Question

A body projected at certain angle (\(\neq 90^\circ\)) from the ground crosses a point in its path at a time of 2.3 s and from there it reaches the ground after a time of 5.7 s. The maximum height reached by the body is (Acceleration due to gravity = 10 ms\(^{-2}\))

• A. 80 m
• B. 120 m
• C. 40 m
• D. 160 m

Hint:

For any two points on a projectile's trajectory at the same height, the time taken from launch to the first point and the time taken from the second point to landing are equal. The problem implies the body is at the same height at \(t=2.3\)s on the way up and some time \(t'\) on the way down. The time from \(t'\) to landing (5.7s) is equal to the time from launch to \(t=2.3\)s.
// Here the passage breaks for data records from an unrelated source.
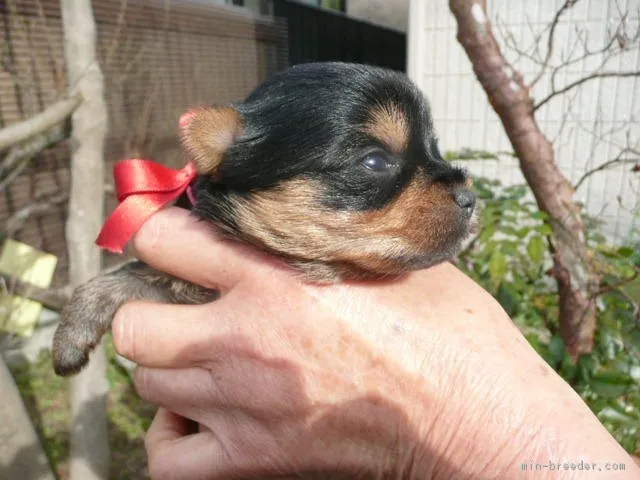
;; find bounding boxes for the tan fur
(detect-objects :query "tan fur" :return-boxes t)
[181,107,243,175]
[230,176,458,281]
[365,105,410,153]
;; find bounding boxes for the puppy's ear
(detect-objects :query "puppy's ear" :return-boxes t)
[180,106,243,175]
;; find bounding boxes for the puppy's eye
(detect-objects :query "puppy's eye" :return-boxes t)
[362,152,393,172]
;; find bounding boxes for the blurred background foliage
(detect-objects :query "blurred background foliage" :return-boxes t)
[458,174,640,453]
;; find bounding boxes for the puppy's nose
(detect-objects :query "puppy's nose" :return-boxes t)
[453,188,476,215]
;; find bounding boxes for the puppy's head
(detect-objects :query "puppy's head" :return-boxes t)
[181,63,475,281]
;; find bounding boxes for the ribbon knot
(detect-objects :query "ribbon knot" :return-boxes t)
[96,158,197,253]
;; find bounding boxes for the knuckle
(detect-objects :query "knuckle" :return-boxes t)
[111,303,140,360]
[131,210,171,256]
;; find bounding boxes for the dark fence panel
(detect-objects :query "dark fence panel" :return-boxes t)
[274,0,407,72]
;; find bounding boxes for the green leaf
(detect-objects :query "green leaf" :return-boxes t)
[489,250,507,289]
[617,247,635,258]
[598,406,638,424]
[536,223,553,235]
[590,371,633,398]
[527,235,545,266]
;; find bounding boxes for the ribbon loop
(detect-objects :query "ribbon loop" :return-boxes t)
[96,158,197,253]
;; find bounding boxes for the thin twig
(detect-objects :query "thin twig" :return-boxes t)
[0,95,82,150]
[533,70,640,112]
[529,0,579,88]
[0,272,71,312]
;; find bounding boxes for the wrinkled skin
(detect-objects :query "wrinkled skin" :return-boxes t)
[113,210,640,480]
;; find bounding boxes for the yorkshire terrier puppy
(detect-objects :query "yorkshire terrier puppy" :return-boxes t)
[53,63,475,375]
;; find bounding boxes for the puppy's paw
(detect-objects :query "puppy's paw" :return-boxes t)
[52,279,119,376]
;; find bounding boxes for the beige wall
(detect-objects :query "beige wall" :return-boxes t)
[407,0,640,242]
[347,0,409,32]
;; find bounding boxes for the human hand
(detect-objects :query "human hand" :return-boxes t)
[113,209,637,479]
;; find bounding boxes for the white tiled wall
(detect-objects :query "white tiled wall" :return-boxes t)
[408,0,640,241]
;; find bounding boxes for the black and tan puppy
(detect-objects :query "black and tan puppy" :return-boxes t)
[53,63,475,375]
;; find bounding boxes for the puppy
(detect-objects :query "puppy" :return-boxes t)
[53,63,475,375]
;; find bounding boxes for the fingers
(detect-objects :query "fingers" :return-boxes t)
[145,408,283,480]
[131,208,264,292]
[135,358,308,423]
[112,302,227,368]
[145,408,224,480]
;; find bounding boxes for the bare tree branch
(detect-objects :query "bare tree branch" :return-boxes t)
[529,0,579,88]
[533,70,640,112]
[0,272,71,312]
[449,0,599,359]
[0,124,67,192]
[3,192,69,237]
[573,148,640,190]
[0,95,82,150]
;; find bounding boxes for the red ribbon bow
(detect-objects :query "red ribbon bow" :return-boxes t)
[96,158,197,253]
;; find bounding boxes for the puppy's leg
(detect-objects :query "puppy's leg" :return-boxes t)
[53,261,218,376]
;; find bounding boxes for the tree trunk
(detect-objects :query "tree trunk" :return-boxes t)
[449,0,599,359]
[61,0,109,480]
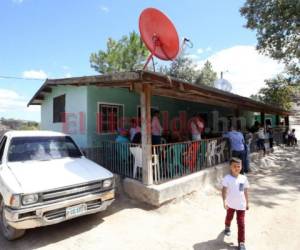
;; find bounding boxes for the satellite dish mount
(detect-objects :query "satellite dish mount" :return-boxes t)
[139,8,179,70]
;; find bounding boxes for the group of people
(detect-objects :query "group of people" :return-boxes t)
[223,121,273,173]
[116,118,141,143]
[283,128,297,146]
[116,110,204,145]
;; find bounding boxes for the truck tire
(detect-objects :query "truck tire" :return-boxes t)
[0,197,25,240]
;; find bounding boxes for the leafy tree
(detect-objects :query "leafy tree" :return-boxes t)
[255,75,294,110]
[240,0,300,78]
[195,61,217,87]
[90,31,149,74]
[160,53,197,82]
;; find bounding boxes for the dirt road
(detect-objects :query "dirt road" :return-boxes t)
[0,146,300,250]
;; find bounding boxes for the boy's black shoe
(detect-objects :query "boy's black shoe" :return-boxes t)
[224,227,231,236]
[238,242,246,250]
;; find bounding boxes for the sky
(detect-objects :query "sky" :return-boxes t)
[0,0,283,121]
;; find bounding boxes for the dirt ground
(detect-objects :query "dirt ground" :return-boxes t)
[0,148,300,250]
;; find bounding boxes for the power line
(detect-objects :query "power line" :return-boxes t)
[0,75,46,81]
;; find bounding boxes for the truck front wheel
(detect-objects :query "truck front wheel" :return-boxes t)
[0,197,25,240]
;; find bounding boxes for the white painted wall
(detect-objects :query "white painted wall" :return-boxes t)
[41,86,87,147]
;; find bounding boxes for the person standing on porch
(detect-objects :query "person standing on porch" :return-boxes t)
[223,126,248,174]
[129,118,141,142]
[151,110,163,145]
[190,115,204,141]
[222,158,249,250]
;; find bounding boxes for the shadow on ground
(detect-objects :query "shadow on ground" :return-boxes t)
[249,148,300,208]
[193,231,237,250]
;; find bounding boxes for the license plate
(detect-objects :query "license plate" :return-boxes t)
[66,204,87,219]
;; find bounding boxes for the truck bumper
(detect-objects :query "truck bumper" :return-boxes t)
[4,190,114,229]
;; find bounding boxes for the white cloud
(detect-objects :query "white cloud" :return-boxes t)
[197,47,211,54]
[100,5,109,13]
[61,65,71,70]
[185,54,199,60]
[198,45,284,96]
[22,70,48,79]
[12,0,24,4]
[197,48,204,54]
[0,89,40,116]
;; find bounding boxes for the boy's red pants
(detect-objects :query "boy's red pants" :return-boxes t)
[225,208,245,243]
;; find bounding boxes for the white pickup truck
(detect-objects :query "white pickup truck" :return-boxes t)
[0,131,114,240]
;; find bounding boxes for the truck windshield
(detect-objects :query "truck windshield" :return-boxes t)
[8,136,82,162]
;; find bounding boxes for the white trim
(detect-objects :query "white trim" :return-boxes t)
[97,102,125,135]
[136,105,160,117]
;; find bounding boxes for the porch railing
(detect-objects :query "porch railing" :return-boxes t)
[84,138,229,184]
[84,141,140,179]
[152,138,229,183]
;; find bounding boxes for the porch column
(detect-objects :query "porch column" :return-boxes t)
[260,112,265,126]
[275,115,280,127]
[140,84,153,185]
[284,115,290,127]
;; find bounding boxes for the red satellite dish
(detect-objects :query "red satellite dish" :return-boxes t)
[139,8,179,69]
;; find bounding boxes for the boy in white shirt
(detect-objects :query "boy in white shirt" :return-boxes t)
[222,158,249,250]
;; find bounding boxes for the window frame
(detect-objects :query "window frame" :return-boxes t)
[52,94,66,123]
[97,102,125,135]
[0,136,7,165]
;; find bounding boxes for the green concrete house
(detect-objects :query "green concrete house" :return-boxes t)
[28,71,290,205]
[28,72,288,148]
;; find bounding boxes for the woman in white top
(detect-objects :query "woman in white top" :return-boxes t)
[129,118,141,142]
[151,110,163,145]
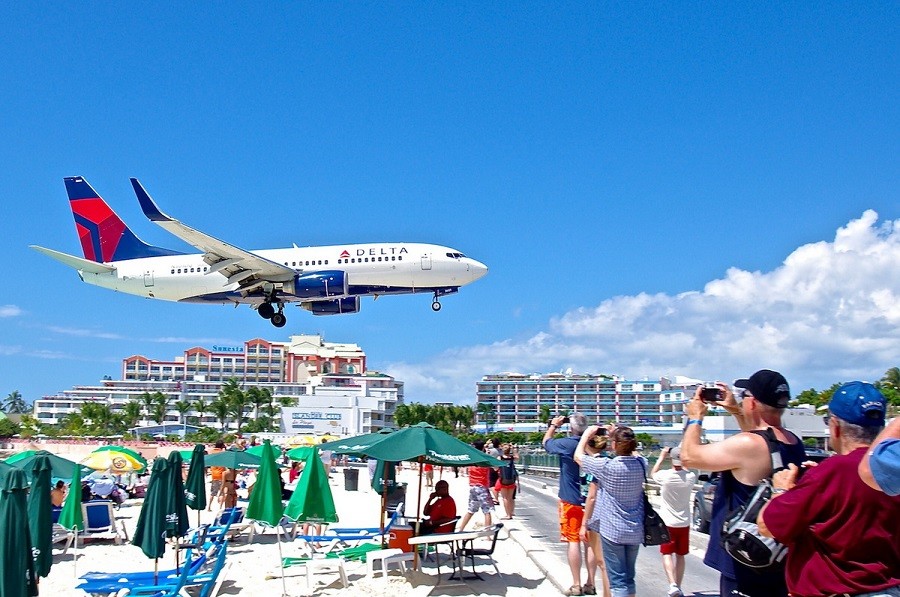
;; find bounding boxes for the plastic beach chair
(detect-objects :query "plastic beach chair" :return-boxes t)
[81,500,128,545]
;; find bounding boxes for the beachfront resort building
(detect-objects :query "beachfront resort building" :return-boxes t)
[475,373,686,431]
[34,335,403,435]
[475,373,828,445]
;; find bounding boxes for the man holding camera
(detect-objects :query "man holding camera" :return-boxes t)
[543,413,597,595]
[757,381,900,597]
[681,369,806,597]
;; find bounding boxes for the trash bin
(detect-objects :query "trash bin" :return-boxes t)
[388,524,413,553]
[344,468,359,491]
[385,483,406,512]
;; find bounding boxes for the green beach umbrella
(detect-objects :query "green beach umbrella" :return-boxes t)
[28,456,53,576]
[356,423,504,467]
[284,442,338,522]
[184,444,206,525]
[0,470,38,597]
[131,457,170,560]
[5,450,77,479]
[166,451,191,537]
[318,429,393,458]
[246,440,287,595]
[246,440,284,526]
[206,450,262,469]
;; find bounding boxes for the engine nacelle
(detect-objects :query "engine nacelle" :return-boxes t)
[283,270,347,298]
[300,296,359,315]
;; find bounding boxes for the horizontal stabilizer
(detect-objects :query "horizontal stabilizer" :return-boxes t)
[30,245,116,274]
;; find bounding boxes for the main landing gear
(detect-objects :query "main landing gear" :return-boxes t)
[256,301,287,328]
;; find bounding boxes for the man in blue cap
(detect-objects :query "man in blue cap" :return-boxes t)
[757,381,900,597]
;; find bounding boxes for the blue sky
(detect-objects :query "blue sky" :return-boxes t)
[0,2,900,403]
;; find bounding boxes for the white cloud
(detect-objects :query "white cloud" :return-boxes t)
[385,210,900,403]
[0,305,23,317]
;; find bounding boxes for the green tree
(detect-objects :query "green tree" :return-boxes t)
[209,398,231,432]
[0,419,22,439]
[174,400,193,425]
[122,400,141,429]
[194,397,209,427]
[3,390,31,414]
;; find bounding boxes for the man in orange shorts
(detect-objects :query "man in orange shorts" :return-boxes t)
[543,413,597,595]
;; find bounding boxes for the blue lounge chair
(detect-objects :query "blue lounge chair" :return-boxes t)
[76,542,228,597]
[81,500,128,545]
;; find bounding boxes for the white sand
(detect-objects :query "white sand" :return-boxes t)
[47,468,559,597]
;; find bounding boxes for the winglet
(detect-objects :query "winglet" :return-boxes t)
[131,178,172,222]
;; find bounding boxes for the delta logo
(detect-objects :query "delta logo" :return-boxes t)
[338,247,409,259]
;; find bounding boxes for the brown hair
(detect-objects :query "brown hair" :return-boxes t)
[612,427,637,456]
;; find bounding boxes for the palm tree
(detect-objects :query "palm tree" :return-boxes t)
[219,377,250,433]
[209,398,231,432]
[175,400,193,425]
[247,386,272,421]
[3,390,31,414]
[141,392,156,425]
[194,398,209,427]
[122,400,141,429]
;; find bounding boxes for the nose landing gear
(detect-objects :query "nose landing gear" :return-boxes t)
[256,301,287,328]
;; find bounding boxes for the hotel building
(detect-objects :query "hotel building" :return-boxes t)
[34,335,403,435]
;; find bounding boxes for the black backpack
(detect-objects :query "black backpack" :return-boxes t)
[500,460,519,485]
[722,427,787,569]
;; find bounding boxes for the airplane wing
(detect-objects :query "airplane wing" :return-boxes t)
[131,178,296,290]
[29,245,116,274]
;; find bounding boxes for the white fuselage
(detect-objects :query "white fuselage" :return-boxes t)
[81,243,487,303]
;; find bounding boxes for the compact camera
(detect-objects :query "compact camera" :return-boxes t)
[700,381,722,402]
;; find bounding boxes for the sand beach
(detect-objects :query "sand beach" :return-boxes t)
[40,467,559,597]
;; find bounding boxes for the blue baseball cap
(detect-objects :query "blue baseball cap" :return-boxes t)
[828,381,887,427]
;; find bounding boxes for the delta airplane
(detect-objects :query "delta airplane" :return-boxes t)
[31,176,487,327]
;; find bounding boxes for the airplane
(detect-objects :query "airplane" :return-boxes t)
[31,176,488,328]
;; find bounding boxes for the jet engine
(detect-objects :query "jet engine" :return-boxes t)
[300,296,359,315]
[284,270,347,298]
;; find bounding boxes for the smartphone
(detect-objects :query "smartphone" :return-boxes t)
[700,381,722,402]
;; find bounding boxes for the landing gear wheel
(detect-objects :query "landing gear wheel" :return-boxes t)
[256,303,275,319]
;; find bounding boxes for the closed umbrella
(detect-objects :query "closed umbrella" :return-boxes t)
[184,444,206,526]
[0,470,38,597]
[56,463,84,576]
[28,456,53,576]
[131,457,170,582]
[5,450,76,479]
[284,448,338,523]
[246,440,287,595]
[166,451,191,537]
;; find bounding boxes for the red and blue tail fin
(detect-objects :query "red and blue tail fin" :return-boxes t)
[64,176,181,263]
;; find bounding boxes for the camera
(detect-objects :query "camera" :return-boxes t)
[700,381,722,402]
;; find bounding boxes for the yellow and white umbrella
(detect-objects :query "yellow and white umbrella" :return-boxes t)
[81,450,145,473]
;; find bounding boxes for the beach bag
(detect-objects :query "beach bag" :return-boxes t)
[638,460,672,547]
[722,427,787,569]
[500,460,519,485]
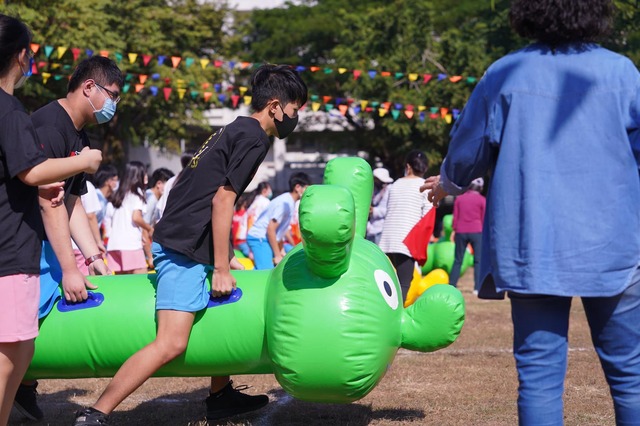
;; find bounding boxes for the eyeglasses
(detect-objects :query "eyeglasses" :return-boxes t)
[94,82,120,104]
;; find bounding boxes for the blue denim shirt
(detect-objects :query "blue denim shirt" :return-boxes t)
[440,44,640,297]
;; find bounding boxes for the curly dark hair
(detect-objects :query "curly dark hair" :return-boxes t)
[509,0,615,46]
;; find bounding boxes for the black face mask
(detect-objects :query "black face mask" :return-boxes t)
[273,105,298,139]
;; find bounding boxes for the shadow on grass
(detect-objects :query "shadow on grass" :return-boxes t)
[9,388,425,426]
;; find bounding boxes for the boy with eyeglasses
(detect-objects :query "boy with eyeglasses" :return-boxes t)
[14,56,124,420]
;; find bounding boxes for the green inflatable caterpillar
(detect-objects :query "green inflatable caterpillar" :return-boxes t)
[28,158,464,403]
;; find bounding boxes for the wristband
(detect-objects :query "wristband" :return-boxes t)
[84,253,104,266]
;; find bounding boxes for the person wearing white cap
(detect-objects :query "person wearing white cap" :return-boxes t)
[367,167,393,244]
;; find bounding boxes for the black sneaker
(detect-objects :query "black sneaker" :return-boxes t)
[13,382,44,420]
[205,381,269,420]
[73,408,109,426]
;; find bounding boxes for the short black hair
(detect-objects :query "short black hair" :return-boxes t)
[67,56,124,92]
[0,14,32,76]
[251,64,308,111]
[149,167,174,188]
[93,164,118,188]
[405,149,429,177]
[289,172,311,192]
[180,150,196,169]
[509,0,615,47]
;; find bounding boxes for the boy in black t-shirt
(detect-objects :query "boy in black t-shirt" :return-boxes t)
[74,65,307,426]
[14,56,124,420]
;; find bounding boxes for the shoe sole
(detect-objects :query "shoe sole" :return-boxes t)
[13,401,44,421]
[206,401,269,420]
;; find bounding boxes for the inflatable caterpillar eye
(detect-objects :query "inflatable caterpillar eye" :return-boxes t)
[373,269,398,311]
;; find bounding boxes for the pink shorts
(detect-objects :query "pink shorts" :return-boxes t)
[0,274,40,343]
[73,250,89,277]
[107,249,147,272]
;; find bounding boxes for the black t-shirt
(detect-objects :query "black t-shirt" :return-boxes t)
[0,89,47,277]
[31,101,89,198]
[153,117,269,265]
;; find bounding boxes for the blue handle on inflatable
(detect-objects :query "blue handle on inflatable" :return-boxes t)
[58,291,104,312]
[207,287,242,309]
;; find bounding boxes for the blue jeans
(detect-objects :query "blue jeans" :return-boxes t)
[449,232,482,291]
[247,236,274,269]
[509,269,640,426]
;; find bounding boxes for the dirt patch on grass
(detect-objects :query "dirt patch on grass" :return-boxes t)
[9,270,615,426]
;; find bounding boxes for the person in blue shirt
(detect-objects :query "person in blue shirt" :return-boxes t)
[421,0,640,425]
[247,172,311,269]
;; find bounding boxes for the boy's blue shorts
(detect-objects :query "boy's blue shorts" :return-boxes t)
[151,242,213,312]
However, the interpretation used in the solution is more direct.

Answer 1

The Correct Option is A

Let the point be crossed at time \(t_1 = 2.3\) s.
The time taken to reach the ground from that point is \(t_2 = 5.7\) s.
The total time of flight, T, is the sum of the time to reach the point and the time from the point to the ground.
\( T = t_1 + t_2 = 2.3 + 5.7 = 8.0 \) s.
For projectile motion, the time of flight is given by \( T = \frac{2u_y}{g} \), where \(u_y\) is the initial vertical component of velocity.
From this, we can find the initial vertical velocity: \( u_y = \frac{gT}{2} \).
\( u_y = \frac{10 \times 8.0}{2} = 40 \) m/s.
The maximum height reached by a projectile, H, is given by the formula \( H = \frac{u_y^2}{2g} \).
Now, substitute the values we found.
\( H = \frac{(40)^2}{2 \times 10} = \frac{1600}{20} = 80 \) m.